Technical Abstract: Many berry growers in the United States and elsewhere are incorporating humic acid products into their fertilizer programs. Proclaimed benefits of these substances include improved soil properties and structure, greater bioavailability of soil nutrients, increased microbial populations, and plant hormone-like effects. Recently, we discovered that application of humic acids increased plant growth during the first two years after planting in northern highbush blueberry. The effect of humic acids on root growth were particularly apparent and resulted in 46% to 75% greater root dry weights than conventional fertigation, granular fertilizers, slow-release fertilizers, or a control treatment that lacked humic acids but contained exactly the same nutrients as the humic acid treatment. We also observed more root and primocane growth with humic acids in a new planting of summer-bearing red raspberry. Humic acids are clearly beneficial during establishment of these crops. However, there is limited evidence to date on whether humic products are beneficial in mature, fully-productive plantings of berry crops.
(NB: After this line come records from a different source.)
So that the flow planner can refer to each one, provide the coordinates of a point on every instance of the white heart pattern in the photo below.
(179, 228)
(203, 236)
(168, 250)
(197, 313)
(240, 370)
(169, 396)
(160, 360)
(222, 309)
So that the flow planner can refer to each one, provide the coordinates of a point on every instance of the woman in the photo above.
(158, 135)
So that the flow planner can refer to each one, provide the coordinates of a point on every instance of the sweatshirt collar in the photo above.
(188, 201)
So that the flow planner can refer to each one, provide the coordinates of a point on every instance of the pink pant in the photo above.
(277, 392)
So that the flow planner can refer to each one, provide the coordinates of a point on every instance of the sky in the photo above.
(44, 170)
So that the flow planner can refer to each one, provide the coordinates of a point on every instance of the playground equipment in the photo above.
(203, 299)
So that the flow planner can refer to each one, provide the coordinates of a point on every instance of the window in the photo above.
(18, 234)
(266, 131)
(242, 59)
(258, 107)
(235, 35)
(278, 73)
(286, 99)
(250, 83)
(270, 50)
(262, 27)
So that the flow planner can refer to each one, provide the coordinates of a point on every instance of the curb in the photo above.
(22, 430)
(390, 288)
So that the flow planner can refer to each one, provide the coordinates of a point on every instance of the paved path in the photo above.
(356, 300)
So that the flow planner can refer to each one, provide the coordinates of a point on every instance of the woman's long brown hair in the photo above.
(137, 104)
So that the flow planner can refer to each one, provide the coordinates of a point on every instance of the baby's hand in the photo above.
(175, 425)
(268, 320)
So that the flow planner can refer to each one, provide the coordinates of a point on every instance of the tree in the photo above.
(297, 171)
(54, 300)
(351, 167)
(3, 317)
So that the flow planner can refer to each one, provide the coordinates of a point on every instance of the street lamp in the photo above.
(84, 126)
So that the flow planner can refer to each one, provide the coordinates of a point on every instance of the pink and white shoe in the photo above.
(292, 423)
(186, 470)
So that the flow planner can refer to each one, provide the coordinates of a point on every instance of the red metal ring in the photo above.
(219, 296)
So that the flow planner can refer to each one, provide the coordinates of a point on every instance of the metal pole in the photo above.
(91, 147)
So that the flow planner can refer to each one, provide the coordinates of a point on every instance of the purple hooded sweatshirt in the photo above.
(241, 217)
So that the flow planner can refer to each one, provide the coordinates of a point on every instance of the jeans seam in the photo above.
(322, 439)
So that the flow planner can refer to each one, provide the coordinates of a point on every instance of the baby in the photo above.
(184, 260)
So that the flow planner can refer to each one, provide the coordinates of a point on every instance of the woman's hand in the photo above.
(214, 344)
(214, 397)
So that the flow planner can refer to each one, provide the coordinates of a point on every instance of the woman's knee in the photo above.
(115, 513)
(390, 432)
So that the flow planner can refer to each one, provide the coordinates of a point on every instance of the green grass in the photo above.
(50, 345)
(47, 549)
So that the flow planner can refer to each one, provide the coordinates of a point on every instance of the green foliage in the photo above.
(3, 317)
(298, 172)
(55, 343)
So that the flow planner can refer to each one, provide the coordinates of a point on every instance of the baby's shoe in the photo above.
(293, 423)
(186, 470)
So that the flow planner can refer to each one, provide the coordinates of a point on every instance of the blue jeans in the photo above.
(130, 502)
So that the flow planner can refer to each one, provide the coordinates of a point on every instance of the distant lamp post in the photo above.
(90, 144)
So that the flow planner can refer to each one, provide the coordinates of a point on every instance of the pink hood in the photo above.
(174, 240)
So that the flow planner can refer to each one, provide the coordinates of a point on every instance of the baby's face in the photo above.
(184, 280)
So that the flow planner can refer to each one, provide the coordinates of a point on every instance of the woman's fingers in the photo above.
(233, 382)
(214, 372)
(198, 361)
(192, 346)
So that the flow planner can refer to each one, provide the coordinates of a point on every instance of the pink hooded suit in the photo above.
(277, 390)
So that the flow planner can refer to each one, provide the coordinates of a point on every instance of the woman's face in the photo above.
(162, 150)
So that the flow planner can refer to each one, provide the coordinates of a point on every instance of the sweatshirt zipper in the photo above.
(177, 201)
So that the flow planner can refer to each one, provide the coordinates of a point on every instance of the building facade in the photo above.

After 2 years of application, mature blueberry plants tended to produce more roots when grown with than without liquid humus, while mature raspberry plants had numerical higher concentration of N, P, and K in the leaves relative to a conventionally fertilized control when humic acids were used in conjunction with brassica seed meal. We did not find in either trial any effect of these products on fruit production. Apparently, response to humic products may be lacking or delayed in mature plants due to large amounts of carbohydrate and nutrient reserves in the woody tissues from the previous growing seasons.